I put together the last 365 days of film on my camera together. Finally back home and put something cool together. Now its time to go check out my wildlife cams I left in those caves


----------



## JuddCT (Sep 7, 2007)

Pretty sweet! Thanks for sharing.


----------



## swbuckmaster (Sep 14, 2007)

Always love your stuff.


----------



## elkmule123 (Aug 14, 2013)

:O||: Thanks for sharing


----------



## Dunkem (May 8, 2012)




----------



## robiland (Jan 20, 2008)

HOLY SMOKES MATT, you do in a short time what I wish I could do in a LIFETIME with some huge NADS!!! AWESOME!!!


----------



## Huntoholic (Sep 17, 2008)

Breath taking..............

Thanks


----------



## hunting777 (May 3, 2009)

I love your videos and all I have to say is you live one heck of an interesting life. ( I'm kinda jealous) :mrgreen::mrgreen::mrgreen:


----------



## martymcfly73 (Sep 17, 2007)

Love your videos!!


----------



## nateysmith (May 13, 2013)

Great videos as always!


----------



## meltedsnowman (Jun 1, 2012)

Awesome sauce!:!:


----------



## mattinthewild (Mar 12, 2011)

Thanks guys.


----------



## Vanilla (Dec 11, 2009)

Wow.
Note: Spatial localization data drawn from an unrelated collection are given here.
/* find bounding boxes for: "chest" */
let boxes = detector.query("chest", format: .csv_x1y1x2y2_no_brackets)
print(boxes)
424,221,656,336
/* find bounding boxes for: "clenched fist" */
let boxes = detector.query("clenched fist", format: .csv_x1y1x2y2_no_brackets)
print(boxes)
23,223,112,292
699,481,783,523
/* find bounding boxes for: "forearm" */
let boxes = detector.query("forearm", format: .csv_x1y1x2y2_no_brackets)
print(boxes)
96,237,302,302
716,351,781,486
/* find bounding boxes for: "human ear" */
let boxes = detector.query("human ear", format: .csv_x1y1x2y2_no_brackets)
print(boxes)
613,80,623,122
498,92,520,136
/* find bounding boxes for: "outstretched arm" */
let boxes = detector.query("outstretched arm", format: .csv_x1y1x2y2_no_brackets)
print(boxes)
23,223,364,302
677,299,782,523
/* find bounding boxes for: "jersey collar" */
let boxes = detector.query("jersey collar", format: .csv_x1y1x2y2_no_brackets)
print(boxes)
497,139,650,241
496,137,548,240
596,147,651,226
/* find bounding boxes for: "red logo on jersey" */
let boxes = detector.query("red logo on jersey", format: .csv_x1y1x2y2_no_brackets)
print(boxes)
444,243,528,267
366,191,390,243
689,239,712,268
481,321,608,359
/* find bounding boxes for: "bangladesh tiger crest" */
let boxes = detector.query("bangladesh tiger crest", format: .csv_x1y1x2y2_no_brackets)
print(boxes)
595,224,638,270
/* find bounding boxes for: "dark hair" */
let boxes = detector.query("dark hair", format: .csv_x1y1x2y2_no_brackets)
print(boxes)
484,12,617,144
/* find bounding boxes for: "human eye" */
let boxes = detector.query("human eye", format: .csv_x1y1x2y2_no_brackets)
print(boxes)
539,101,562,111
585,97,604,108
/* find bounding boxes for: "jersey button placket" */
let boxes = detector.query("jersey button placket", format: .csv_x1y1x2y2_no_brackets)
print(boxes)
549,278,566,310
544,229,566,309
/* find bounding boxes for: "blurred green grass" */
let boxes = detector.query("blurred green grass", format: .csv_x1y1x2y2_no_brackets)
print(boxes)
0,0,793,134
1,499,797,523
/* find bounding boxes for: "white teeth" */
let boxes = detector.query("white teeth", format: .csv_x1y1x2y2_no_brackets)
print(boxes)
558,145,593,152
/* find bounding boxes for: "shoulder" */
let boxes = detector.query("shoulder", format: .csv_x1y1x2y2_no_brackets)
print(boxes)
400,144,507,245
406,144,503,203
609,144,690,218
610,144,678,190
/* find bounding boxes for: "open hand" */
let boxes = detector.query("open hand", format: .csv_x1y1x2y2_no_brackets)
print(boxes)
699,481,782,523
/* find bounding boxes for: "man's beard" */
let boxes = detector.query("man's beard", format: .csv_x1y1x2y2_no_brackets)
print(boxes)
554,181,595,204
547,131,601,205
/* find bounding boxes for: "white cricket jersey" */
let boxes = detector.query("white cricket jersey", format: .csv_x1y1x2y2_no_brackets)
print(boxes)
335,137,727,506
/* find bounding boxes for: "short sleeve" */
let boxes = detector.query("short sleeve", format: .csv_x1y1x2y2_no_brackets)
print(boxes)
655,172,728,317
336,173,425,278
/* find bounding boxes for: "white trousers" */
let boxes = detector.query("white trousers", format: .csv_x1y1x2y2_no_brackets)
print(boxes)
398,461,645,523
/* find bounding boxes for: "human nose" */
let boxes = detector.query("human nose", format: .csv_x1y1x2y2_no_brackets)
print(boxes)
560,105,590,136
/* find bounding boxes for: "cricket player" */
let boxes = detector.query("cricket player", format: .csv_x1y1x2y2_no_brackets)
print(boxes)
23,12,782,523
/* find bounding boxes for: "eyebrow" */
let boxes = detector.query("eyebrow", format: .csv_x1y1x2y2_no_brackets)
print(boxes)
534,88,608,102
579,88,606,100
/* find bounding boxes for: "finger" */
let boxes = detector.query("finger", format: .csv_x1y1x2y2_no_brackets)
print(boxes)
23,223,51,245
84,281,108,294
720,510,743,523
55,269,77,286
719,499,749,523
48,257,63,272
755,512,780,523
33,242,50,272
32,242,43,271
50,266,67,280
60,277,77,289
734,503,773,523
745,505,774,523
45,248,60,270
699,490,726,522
Great stuff.


----------



## Longgun (Sep 7, 2007)

8)

whats next?


----------



## KineKilla (Jan 28, 2011)

:_O=:


...enough said.


----------



## 2full (Apr 8, 2010)

I'm not worthy :shock:


----------



## ridgetop (Sep 13, 2007)

thanks Matt.
Looks like a lot of fun.


----------



## Theekillerbee (Jan 8, 2009)

Really cool man. Thanks for sharing.


----------